Sam Lester seemed content to be ignored. He finished his coffee quickly, muttered that he had paper work to do, and left them alone.
Persia lead Tesno into the parlor. She was taller than he had expected. She wore a simple, black, ankle-length dress, and he remembered that her husband had been dead less than three months. Yet black set off her pale hair, and he couldn't picture her in anything more becoming. She indicated a chair for him and sat down on a sofa two feet away.
"I expect you're a busy woman," he said. "I'd better get to the point."
"I'm not half as busy as you'd think, Mr. Tesno," she said. "The town pretty much runs itself. And my position is entirely unofficial, you know. My husband was mayor, and after his death, I took over some of the more ceremonial duties of the office--temporarily, I thought. But the town council likes the novelty, and I'm afraid, the notoriety, of having a 'lady mayor.' This is no ordinary community, and they seem to feel that anything that adds to its uniqueness is good for business. So they keep postponing the election of Duke's successor."

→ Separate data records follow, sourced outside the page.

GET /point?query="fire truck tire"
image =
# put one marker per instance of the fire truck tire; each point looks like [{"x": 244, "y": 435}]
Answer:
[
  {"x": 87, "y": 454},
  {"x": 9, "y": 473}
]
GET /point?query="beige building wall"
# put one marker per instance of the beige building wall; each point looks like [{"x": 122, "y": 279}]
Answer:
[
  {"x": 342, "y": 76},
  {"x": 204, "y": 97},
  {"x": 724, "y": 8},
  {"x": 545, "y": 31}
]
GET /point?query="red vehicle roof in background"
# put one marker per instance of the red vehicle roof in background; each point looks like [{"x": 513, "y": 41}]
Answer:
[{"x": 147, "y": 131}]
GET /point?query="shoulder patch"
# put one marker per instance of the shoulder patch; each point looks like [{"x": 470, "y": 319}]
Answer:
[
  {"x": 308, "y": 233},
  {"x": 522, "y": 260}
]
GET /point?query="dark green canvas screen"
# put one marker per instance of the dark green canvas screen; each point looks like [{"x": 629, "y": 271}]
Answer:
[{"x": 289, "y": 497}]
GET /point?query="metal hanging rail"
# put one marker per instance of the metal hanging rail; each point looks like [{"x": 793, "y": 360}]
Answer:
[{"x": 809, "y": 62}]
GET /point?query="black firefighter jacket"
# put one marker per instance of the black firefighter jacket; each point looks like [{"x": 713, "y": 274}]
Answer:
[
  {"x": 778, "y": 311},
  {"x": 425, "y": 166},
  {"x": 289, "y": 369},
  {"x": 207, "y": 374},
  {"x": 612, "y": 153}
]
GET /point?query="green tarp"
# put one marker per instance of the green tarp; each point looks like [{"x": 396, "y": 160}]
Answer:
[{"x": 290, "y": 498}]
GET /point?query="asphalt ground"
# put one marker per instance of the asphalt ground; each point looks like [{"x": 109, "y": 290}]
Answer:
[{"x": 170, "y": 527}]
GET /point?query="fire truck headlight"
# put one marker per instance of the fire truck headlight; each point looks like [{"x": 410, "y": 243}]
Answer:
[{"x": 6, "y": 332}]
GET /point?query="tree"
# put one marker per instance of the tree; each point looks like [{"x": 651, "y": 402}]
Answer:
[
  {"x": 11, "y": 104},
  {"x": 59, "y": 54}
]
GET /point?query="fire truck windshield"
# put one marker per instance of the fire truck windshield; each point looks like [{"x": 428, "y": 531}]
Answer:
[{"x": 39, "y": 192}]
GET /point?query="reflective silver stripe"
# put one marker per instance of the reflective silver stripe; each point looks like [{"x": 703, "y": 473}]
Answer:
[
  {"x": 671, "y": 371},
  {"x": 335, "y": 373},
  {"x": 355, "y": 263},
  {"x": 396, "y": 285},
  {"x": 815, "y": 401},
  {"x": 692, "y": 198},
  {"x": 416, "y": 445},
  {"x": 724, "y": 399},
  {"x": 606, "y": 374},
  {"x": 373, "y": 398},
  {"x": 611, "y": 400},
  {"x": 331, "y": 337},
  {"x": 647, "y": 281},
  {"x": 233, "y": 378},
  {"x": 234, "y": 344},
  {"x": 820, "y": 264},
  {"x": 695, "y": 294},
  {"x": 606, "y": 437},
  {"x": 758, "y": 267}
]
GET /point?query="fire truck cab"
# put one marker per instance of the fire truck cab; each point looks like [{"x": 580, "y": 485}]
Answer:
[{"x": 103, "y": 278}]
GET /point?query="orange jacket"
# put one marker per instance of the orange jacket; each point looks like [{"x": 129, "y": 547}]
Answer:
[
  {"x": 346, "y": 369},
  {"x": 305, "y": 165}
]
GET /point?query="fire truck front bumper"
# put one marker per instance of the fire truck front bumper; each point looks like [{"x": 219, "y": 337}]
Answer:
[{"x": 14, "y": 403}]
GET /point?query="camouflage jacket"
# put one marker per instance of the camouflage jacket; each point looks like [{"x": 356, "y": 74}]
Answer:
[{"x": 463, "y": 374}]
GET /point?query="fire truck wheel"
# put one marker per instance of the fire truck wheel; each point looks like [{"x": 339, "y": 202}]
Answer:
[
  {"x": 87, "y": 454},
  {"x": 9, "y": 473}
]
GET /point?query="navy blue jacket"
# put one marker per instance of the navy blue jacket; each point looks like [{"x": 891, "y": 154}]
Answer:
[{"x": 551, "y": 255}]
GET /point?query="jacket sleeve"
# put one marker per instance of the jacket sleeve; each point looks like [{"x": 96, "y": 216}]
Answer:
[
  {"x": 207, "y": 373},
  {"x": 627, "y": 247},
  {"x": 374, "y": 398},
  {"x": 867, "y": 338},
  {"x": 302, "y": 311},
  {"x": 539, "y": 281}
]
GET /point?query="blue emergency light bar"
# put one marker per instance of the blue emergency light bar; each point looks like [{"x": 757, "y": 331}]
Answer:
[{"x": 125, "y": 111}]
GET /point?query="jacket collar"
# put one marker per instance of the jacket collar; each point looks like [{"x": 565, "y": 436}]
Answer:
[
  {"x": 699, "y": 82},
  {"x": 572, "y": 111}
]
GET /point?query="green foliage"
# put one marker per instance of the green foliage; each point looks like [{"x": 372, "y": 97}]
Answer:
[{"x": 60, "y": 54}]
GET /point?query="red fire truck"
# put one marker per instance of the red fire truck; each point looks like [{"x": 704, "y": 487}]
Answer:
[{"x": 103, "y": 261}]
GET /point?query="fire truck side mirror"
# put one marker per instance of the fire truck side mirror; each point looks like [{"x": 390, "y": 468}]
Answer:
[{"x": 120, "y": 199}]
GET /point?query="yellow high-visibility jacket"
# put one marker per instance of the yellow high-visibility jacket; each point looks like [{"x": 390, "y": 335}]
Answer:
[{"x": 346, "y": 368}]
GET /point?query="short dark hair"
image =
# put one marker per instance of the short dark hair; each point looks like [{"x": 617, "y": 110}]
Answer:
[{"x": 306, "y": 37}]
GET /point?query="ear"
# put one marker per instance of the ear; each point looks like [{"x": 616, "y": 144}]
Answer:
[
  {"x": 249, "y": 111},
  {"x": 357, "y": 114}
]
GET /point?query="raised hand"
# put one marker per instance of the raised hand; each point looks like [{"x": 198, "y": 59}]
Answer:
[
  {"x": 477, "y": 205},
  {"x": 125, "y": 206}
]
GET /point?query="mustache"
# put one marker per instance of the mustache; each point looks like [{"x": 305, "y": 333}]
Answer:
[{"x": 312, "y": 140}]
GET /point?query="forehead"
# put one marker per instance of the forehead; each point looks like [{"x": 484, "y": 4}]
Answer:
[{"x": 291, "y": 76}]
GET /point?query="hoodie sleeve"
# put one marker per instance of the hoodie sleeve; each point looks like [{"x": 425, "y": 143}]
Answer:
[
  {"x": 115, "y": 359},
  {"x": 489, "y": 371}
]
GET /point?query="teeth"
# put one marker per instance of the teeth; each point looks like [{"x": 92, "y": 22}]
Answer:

"You also own most of the business property in town," he said. "Isn't that true?"
She nodded readily. "Duke didn't try very hard to sell lots because when the tunnel is finished, the town will fade away. At least, that's the probability. So he put up buildings and leased them to businessmen on a percentage basis. A few businesses he operated himself, of course."
"So as heir to his estate, you're in a position to tell the town council what to do."
"You know I work for Ben Vickers?"
"I presumed you did."
"You must know what the town is doing to his men. A booze town and a construction job don't mix."
"It isn't a nice town," she admitted soberly. "But it makes money. And I owe Ben Vickers nothing."
Tesno's eyebrows went up. "Without him there'd be no town."
"He's fought us every step of the way," she said, emotion creeping into her voice. "If it hadn't been for Ben Vickers, my husband would be alive today."
Tesno was startled. "I didn't know that."
"Duke brought a crew of workmen up here to build Tunneltown. Ben Vickers coaxed most of them away by offering them a bonus to work for him. That left us awfully short-handed, and Duke pitched in himself. He wasn't used to that kind of work, and he got killed.... Oh, I know that Vickers was only playing a rough game the way it's played. I don't want to be bitter. I'd give a good deal to have a cleaner town."